Sen flailed. "You wouldn't dare.."
She leaned in, pupils shining. "Ohhhh I would. I'm bored, Sen. Don't tempt me. Now shut up."
He whimpered. "…Whatever."
"You don't even get privileges from me. You tried to kill my bond, and my best friend Kota."
"Didn't really try, forced to go out there, we had one task and that was to get the bugs from our necks."
She grabbed him by the hair again and launched upward.
As they neared the jungle, the world changed. Trees grew upside down and bled from their roots. The sky took on a faint crimson haze. Beetles the size of dogs wrestled in the trees, clicking like clockwork. At the edge of the grove, hidden in vines, a tall black monolith pulsed with faint, unreadable light—symbols flickering in and out like they were ashamed to be seen.
"This is it," Sen muttered.
Lyzelle flared her wings, landing hard. "You sure?"
"Positive."
She stared at the jungle. Then blinked at Sen. "What'd you even do to end up in prison, anyway?"
Sen sighed. "Killed a magistrate. Mistook me for a witch. Was just defending myself. Explained everything to the king, but… he didn't listen. Didn't care. Just saw what he wanted to see. He saw that I was useful…so he kept me alive."

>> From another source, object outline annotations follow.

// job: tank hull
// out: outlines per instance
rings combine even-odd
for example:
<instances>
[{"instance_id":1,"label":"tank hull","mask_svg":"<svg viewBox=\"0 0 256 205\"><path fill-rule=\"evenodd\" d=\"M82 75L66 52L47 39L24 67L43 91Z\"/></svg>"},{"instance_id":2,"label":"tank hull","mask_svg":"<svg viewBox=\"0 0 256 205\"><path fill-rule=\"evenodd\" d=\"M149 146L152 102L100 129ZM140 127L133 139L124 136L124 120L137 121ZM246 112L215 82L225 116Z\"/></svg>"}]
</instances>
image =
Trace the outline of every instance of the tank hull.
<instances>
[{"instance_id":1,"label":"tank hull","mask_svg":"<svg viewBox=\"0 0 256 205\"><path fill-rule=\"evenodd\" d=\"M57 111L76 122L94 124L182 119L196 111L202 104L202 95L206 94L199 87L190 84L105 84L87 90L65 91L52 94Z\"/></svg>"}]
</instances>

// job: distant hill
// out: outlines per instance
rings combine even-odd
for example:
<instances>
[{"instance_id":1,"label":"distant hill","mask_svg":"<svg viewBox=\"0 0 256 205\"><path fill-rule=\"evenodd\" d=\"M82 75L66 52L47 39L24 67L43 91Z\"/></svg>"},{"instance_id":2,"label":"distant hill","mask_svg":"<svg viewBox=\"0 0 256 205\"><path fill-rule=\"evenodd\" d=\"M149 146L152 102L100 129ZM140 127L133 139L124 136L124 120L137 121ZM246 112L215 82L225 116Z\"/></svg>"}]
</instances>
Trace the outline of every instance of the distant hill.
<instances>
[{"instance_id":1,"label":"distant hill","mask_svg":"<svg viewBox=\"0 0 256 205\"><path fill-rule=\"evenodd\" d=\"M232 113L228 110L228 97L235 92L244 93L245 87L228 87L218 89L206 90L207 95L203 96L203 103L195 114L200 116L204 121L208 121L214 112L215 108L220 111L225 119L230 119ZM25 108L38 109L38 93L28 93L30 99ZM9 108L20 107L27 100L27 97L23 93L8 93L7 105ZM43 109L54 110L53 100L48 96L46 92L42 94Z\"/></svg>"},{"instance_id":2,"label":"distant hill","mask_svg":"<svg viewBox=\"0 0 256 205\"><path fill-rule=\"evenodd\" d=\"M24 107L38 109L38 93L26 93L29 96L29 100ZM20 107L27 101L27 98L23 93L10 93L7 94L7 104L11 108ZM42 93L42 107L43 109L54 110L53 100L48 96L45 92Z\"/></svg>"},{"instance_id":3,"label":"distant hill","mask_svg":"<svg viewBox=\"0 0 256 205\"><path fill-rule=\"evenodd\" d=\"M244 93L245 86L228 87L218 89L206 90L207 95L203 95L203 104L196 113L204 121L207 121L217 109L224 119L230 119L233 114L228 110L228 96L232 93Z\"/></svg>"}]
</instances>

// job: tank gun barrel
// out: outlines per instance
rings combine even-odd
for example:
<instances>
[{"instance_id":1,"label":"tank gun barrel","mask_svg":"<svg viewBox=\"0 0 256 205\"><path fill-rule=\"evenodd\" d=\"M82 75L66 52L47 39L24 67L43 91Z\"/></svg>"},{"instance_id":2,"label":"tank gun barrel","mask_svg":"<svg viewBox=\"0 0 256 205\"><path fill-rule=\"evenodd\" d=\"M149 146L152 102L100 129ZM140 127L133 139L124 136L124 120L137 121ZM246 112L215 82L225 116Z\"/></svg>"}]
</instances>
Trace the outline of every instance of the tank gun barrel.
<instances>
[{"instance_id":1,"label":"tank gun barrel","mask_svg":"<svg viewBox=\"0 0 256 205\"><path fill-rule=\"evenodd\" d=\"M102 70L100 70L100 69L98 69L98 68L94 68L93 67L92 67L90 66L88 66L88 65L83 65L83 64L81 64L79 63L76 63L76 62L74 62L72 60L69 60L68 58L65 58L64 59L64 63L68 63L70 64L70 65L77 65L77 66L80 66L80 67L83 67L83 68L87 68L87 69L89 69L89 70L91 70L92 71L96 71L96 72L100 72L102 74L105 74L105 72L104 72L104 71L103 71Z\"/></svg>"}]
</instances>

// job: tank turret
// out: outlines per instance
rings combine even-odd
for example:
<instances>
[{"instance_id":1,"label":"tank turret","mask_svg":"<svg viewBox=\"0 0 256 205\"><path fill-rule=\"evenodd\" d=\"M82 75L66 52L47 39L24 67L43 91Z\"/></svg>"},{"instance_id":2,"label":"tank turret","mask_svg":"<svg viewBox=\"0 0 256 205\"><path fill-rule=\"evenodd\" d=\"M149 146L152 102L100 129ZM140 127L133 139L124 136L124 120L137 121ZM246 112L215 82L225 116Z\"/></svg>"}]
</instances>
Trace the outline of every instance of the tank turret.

Lyzelle snorted. "Sounds like Rellka alright. Crazy bitch."
Sen glanced up. "So… what's so special about that brat you're chasing after? Kona?"
Lyzelle froze. "Say his name right."
"Kona?"
"I will end you."
Sen groaned. "Kota. Weird name."
Lyzelle smiled faintly. "He's my best friend. He fights so hard just to keep breathing. I hate how selfish I feel sometimes—wanting him to fix me, to see me as something whole. But I love messing with him. He squeals like a piglet. And he gets so squeamish when I'm near him, and he's nervous a lot and gets flustered easy. It's funny."
Sen snorted. "You like him."
"Of course I do!"
"I mean, you like him."
"…No..I don't think so."
"Why?"
Lyzelle's smile faded. "Because romance with humans is forbidden. Crossbreeding messes up the Harmony of Cupid's. We have to stay pure. I've broken too many rules already, I don't wanna break anymore. That's less annoying Cupid's I have to hear when I get back home."
Sen nodded. "Ahh. I see. Do you think he has feelings for you?"
"…Probably not. But thats good I guess, because that takes romance away from us, and I won't have to break another rule."
The jungle groaned ahead, a strange wind whispering through blood-soaked leaves. Vines parted, revealing the dark heart of the Kenda's territory.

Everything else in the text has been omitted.